I have installed many SSL certificates without problems, however this time I’m getting the following error:

“Failed to install certificate : Certificate problem detected : Certificate and private key do not match”

Shy of starting the process over and requesting another certificate, is there anything I can check to try to correct this.

BTW - I have not generated another CSR - the key is the one that should match.

Brian

Howdy,

Well, if that happens – Virtualmin really does think that the private SSL key it sees there doesn’t match the SSL cert that’s been installed.

Why that would happen, I’m not sure… but SSL providers offer a way to handle that, called “re-keying”. You should be able to generate a new private key, and be given a new SSL cert to match that key,

The only other alternative is to find where the correct matching SSL key is on your system, but re-keying your cert is likely simpler

-Eric

I see… When I generated the CSR, I saved the CSR and Key in a text file. I can see that the key VM is using is the same as what I saved when generating the CSR.

Could it be that Globalsign issued a faulty cert?

While it’s possible that you were issued a faulty key, it seems more likely that there’s some sort of mixup with the cert/key on your server.

What you could try doing is go into your homedir, and find the ssl.cert and ssl.key files – and replace those with what you know to be the good copies of the SSL cert and private key.

Then, restart Apache and Virtualmin, and see if that works.

-Eric

Eric,

When I did that, Apache failed to restart.

Brian

You can review the Apache logs in /var/log/httpd/error_log or /var/log/apache2/error_log to see what error Apache is throwing when you attempt to restart it.

-Eric

Here’s the error:

One of the places that error is documented is here:

http://www.linuxdoc.org/HOWTO/SSL-RedHat-HOWTO-5.html

That’s saying that the SSL cert isn’t matching the key, and it’s preventing Apache from starting up.

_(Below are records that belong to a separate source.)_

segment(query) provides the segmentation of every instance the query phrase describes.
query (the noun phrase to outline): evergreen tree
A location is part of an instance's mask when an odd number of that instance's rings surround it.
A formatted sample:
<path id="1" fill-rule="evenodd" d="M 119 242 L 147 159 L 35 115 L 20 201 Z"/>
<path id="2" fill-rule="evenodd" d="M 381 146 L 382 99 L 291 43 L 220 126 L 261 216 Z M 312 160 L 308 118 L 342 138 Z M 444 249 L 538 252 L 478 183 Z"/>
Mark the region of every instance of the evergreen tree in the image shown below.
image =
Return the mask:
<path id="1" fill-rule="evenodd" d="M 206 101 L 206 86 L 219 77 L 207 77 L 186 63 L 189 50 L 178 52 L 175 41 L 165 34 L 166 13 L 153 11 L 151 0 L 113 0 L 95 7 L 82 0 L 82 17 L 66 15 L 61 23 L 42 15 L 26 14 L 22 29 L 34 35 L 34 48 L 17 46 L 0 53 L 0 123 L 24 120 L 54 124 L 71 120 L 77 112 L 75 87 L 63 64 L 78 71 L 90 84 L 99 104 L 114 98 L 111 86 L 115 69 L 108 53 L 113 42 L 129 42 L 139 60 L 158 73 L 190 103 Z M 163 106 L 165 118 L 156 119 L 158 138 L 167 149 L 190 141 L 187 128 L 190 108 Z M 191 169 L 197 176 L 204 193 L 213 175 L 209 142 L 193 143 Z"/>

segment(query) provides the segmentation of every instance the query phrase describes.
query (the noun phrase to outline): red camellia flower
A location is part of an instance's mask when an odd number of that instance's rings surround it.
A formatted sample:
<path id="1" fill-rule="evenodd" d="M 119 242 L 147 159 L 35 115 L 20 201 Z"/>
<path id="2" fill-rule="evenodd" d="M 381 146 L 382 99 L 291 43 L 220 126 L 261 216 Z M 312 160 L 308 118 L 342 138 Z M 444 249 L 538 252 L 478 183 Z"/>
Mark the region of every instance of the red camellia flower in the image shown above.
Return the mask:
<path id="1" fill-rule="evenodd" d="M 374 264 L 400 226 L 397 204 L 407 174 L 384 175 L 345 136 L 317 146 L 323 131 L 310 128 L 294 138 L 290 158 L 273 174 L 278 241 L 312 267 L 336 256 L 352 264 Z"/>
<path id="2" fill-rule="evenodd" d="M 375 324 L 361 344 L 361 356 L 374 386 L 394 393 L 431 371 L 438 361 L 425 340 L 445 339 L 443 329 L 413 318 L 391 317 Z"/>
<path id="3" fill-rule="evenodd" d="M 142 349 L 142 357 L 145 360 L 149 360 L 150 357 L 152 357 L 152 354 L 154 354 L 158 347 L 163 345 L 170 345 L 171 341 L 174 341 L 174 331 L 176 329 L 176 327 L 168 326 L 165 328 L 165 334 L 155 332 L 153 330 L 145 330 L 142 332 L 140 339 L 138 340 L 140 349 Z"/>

So, what you’d likely need to do is perform the re-keying mentioned above… that should help you get a working cert and key.

-Eric

Thanks Eric, I followed the instruction to compare the modulus and exponent and they both appear identical, however something is mismatched, so looks like re-keying is in order.

Is re-keying simply generating and submitting a new CSR to my CA?

Since this is a wildcard cert, should I be using *.domain.com for the server name?

Brian

I take it back… I inadvertently just compared the self-signed crt and key, which of course matched. This is not the case with the new key and cert from the CA.

Not only does the modulus not match but the crt is 2048 bit and key is 1024 bit.

If Apache still isn’t starting – you can always disable the SSL feature in Virtualmin just to get Apache started in the meantime while you work out all these details.

For a wildcard certificate, you would indeed set the “Server Name” field to *.domain.tld when generating your CSR.

-Eric

Thanks for the info. I had apache restarted right away as the server has a couple hundred sites on it, so being down unnecessarily is not an option. The CA has given me permission to resubmit.

I’m waiting for the new cert, but maybe now is a good time to mention that I have noticed that when generating a CSR, if I use the default 2048 bit, it comes out as 1024 bit. I have to use the second box and manually enter 2048.

Mmm, that sounds like a bug!

Is there any chance you could post this as a bug report using the Support link above?

Jamie could then take a look at that and get it fixed up. Thanks!

-Eric

The 2nd cert worked fine. Maybe my client monkeyed around in there and clicked the generate CSR button after I made the request.

I filed a bug report on the 2048Bit CSR.